Meet SWC hires. These members will join existing faculty who are part of the group.

William Anderegg, Biology, 2016

William Anderegg is an assistant professor in the Department of Biology at the University of Utah. His lab studies how drought and climate change affect forest ecosystems, including tree physiology, species interactions, carbon cycling and biosphere-atmosphere feedbacks. This research spans a broad array of spatial scales, from cells to ecosystems, and seeks to gain a better mechanistic understanding of how climate change will affect forests and societies around the world.

Juliet Carlisle, Political Science, arriving in 2018                                                                         

Juliet Carlisle is an associate professor in the Department of Political Science. Her research substantively deals with political behavior and public opinion with an emphasis on environmental politics and policy. In particular, Carlisle has investigated issues surrounding environmental concern, including what people know about the environment, where that knowledge originates and how that knowledge influences their opinions and behaviors. Her co-authored book, “The Politics of Energy Crises” (2017), applies policy theories to energy crises and explores energy policy during energy crises with specific attention on the role of public opinion, business interests and environmental activists.

Gannet Hallar, Atmospheric Sciences, 2016

Gannet Hallar is an associate professor in the Department of Atmospheric Science at the University of Utah and the director of Storm Peak Laboratory in Steamboat Springs, Colorado, operated by the Desert Research Institute.
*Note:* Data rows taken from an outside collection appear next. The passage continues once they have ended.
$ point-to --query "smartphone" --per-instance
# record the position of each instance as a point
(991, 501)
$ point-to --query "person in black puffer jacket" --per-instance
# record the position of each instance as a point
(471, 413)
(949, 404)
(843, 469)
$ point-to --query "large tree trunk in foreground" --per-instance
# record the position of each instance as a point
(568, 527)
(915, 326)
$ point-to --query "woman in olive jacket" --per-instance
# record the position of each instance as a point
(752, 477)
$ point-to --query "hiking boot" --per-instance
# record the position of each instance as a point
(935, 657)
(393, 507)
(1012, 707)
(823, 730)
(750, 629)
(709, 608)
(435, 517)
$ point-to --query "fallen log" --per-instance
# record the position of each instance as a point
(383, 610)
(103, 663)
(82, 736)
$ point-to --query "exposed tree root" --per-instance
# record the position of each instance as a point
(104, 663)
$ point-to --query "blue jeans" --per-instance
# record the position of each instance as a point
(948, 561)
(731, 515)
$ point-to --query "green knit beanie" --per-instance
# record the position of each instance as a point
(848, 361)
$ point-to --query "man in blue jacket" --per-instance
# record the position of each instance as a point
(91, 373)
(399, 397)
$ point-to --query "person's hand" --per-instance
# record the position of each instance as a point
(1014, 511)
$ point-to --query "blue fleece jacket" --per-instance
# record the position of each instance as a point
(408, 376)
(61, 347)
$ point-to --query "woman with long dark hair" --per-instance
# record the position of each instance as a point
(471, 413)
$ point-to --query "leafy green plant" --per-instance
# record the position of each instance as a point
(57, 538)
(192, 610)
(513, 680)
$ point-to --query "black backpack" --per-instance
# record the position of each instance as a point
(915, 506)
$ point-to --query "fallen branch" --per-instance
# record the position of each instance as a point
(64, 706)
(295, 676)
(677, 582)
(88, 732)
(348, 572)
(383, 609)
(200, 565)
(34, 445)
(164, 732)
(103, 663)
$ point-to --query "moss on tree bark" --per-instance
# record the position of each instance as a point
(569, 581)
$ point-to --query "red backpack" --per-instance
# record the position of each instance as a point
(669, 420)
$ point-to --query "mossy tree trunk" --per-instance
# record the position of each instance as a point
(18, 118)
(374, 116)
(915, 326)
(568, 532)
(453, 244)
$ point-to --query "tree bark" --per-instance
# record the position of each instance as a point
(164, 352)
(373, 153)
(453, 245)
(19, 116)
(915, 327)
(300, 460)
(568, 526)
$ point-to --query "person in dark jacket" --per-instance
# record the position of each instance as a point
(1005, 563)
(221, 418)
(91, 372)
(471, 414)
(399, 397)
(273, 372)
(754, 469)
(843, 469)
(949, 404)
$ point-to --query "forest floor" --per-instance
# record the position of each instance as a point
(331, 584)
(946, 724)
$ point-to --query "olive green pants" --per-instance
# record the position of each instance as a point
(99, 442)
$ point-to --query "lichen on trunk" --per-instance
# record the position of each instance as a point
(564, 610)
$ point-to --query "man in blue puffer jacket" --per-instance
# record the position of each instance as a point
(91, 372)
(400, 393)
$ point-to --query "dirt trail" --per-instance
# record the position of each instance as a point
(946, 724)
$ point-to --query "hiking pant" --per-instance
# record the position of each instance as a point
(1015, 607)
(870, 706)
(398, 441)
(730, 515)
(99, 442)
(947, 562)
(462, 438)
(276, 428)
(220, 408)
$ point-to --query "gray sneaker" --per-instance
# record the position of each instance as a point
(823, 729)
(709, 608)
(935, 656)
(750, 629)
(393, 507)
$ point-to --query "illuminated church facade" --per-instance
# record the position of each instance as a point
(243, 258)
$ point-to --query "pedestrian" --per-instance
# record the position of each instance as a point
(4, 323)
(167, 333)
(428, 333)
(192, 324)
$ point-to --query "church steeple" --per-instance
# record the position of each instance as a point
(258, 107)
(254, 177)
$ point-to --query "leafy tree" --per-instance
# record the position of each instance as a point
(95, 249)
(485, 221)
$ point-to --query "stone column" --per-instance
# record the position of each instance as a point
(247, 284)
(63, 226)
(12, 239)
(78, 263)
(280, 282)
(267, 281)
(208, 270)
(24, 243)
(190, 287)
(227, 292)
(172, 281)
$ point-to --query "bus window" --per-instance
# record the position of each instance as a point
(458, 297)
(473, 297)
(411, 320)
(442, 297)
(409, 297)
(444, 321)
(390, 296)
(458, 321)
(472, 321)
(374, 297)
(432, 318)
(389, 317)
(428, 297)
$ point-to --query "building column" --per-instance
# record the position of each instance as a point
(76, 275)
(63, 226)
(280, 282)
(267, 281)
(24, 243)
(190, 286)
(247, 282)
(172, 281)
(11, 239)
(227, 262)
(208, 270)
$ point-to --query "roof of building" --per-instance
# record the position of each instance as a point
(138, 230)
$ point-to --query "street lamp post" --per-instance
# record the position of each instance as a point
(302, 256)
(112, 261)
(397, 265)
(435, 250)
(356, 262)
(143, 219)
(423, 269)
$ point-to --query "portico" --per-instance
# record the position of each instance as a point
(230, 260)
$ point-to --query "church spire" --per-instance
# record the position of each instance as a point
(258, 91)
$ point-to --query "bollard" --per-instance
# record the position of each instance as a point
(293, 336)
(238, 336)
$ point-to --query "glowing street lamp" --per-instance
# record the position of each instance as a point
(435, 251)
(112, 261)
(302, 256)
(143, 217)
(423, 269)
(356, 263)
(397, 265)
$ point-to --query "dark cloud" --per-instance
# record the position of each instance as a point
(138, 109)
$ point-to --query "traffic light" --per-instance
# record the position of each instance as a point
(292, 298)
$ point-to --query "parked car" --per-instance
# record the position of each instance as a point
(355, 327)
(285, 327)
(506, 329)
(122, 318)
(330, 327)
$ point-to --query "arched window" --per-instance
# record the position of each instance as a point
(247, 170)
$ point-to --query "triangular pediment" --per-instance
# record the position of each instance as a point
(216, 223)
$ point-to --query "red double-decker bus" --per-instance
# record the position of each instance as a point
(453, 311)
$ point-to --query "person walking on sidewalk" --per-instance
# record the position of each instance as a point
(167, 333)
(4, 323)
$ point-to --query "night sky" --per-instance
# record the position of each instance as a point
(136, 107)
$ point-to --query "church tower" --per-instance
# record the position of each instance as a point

Her research focuses on using high-quality measurements of trace gases, aerosol physical and chemical properties and cloud microphysics to understand connections between the biosphere, atmosphere and climate, along with the impact of anthropogenic emissions on these connections.

Summer Rupper, Geography, 2015

Summer Rupper is an associate professor in the Geography Department at the University of Utah. Her research focuses on glaciers and ice sheets as recorders and indicators of climate change and as freshwater resources. Recent and ongoing projects include quantifying glacier contributions to water resources and sea-level rise, assessing glacier sensitivity to climate change and reconstructing past climate using ice core snow accumulation data and geomorphic evidence of past glacier extents. These projects are all part of a larger effort to characterize climate variability and change and the impacts of these on society.
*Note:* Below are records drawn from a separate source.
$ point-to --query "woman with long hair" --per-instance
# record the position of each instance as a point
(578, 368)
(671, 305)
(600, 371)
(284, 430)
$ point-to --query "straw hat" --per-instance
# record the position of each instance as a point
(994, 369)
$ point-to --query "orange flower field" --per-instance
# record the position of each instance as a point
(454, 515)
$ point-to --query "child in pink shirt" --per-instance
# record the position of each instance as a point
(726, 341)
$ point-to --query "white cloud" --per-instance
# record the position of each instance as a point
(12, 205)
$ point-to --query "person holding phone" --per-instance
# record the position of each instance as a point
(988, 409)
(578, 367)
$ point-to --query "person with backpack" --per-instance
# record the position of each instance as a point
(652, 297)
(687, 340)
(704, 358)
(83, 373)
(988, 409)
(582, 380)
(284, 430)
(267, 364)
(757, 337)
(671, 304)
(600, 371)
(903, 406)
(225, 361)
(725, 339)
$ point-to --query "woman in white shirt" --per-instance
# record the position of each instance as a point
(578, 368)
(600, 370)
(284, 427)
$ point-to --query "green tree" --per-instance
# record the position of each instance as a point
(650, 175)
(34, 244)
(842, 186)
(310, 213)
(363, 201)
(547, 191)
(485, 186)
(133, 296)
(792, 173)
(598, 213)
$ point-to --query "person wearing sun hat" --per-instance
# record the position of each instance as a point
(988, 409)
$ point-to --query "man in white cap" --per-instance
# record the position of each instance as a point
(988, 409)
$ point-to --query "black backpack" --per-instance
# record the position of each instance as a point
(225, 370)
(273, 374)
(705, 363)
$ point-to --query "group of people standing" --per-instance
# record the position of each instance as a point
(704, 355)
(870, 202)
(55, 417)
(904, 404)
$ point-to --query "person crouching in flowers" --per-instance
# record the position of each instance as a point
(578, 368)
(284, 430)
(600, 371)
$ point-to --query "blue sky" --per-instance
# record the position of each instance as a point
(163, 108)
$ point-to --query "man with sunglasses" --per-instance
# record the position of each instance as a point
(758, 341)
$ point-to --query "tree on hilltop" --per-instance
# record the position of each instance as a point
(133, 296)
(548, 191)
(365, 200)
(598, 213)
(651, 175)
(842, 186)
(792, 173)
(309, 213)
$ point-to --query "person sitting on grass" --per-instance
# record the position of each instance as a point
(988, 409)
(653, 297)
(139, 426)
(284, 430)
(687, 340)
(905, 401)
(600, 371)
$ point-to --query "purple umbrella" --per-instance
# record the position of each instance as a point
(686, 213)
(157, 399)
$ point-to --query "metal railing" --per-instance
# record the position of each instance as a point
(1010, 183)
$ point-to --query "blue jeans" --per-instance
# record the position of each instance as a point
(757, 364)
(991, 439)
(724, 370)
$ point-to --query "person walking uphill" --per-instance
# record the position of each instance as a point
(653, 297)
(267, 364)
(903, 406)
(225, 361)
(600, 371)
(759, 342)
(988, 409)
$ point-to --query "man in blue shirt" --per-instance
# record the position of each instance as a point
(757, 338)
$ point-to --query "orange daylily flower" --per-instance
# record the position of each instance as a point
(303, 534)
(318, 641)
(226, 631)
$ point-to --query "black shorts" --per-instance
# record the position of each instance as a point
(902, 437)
S. McKenzie Skiles, Geography, 2017

McKenzie Skiles is an assistant professor in the Department of Geography at the University of Utah. She is an alpine and snow hydrologist whose research interests center on snow energy balance, remote sensing of mountain snow and ice and cryosphere-climate interaction. Her research methods combine numerical modeling, laboratory analysis, and field, in situ, and remotely sensed observations to better constrain the timing and magnitude of mountain snowmelt and to improve our understanding of how accelerated mountain snowmelt is impacting this critical natural reservoir over time.

The SWC is one of 10 Transformative Excellence cluster hiring initiatives currently in place at the U. Current projects include families and health research; society, water and climate; statistical science and big data; digital humanities; biophysics; sustaining biodiversity; health economics and health policy; resilient spaces (aging); science and math education; and neuroscience.

Banner image: Members of the SWC chat at the November 2017 Water Forum, the inaugural event for the Society, Water & Climate Research Group, organized by the SWC, the Global Change & Sustainability Center, and U Water Center.